Axa, which fell 2.4 percent in Paris trading, expects 2008 profit excluding investment swings and merger-related costs of between 3.6 billion euros ($4.62 billion) and 4 billion euros. In August, the insurer predicted earnings would match 2007's 4.96 billion euros unless markets deteriorated ``materially.''
Insurers' profit has suffered as the financial crisis roils markets, sapping demand for policies linked to stock performance and cutting the value of investments. Axa said today the market plunge makes the company's goal of doubling revenue and tripling earnings between 2004 and 2012 ``increasingly obsolete.''
``They set aside their targets waiting to see how the markets normalize,'' said Pierre Flabbee, a Paris-based analyst at Kepler Capital Markets. ``That's an acceptance of reality.''
Axa fell 32 cents to 13.12 euros, valuing the insurer at 27 billion euros. The stock has dropped 52 percent so far this year, more than the 48 percent decline in the Bloomberg Europe 500 Insurance Index.
Capital Plans
Chief Executive Officer Henri de Castries told investors in Paris the assumptions backing Axa's 2012 profit goals ``have dramatically changed.'' The targets implied an 8 percent average annual increase in equity markets. For Axa to reach the goals, stock markets would have to surge 35 percent in 2009 and 2010, and climb 8 percent annually in the following two years.
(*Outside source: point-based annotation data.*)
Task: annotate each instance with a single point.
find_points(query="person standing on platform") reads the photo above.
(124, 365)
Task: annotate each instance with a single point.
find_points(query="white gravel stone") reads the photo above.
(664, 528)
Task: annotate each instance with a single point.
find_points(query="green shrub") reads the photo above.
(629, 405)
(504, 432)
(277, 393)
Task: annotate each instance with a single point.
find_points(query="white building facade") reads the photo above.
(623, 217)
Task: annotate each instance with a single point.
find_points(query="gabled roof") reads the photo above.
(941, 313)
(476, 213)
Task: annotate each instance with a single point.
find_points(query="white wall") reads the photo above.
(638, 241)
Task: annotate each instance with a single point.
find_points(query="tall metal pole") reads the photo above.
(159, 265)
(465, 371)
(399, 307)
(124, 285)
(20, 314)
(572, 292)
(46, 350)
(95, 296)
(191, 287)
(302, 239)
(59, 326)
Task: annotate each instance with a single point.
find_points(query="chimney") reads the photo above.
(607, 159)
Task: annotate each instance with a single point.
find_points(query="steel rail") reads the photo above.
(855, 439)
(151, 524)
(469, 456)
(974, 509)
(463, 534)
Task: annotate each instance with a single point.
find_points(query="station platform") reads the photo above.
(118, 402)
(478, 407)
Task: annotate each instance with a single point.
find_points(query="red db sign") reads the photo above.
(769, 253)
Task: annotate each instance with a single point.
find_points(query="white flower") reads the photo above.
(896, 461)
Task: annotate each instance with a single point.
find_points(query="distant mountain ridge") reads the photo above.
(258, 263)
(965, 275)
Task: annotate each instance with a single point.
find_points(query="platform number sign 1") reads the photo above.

The Dow Jones Stoxx 600, a benchmark for European equities, has tumbled 31 percent since the end of June on concern the global credit crisis will stifle economic growth. Falling stock prices, on top of losses tied to the U.S. subprime mortgage market, forced some insurers to seek more capital to build a bigger cushion against losses.
Insurers worldwide posted about $144 billion of subprime- related losses since the start of last year, and raised about $90 billion, data compiled by Bloomberg show. Life insurers' unrealized losses on investments including commercial mortgage- backed securities will surge 70 percent in this quarter, Morgan Stanley analyst Nigel Dally said last week.
Dutch insurer Aegon NV got a 3 billion-euro lifeline from the Netherlands in October after it took charges related to the bankruptcies of Lehman Brothers Holdings Inc. and Washington Mutual Inc. The insurer, based in The Hague, posted a third- quarter loss, its first ever. MetLife Inc., the biggest U.S. life insurer, raised $1.99 billion in a share sale last month to replenish capital.
No Capital Needed
Axa, based in Paris, can absorb further shocks and has ``absolutely'' no need to raise funds, said de Castries, 54. The company is under no pressure from the government or regulators to increase capital, Chief Financial Officer Denis Duverne said.
There are ``attractive'' takeover opportunities, though Axa won't make purchases ``that are dilutive for shareholders,'' de Castries said, without identifying targets.
``Clearly, the number of opportunities is going to grow'' after the crisis and ``there are very few players left with the ability to do deals,'' he said.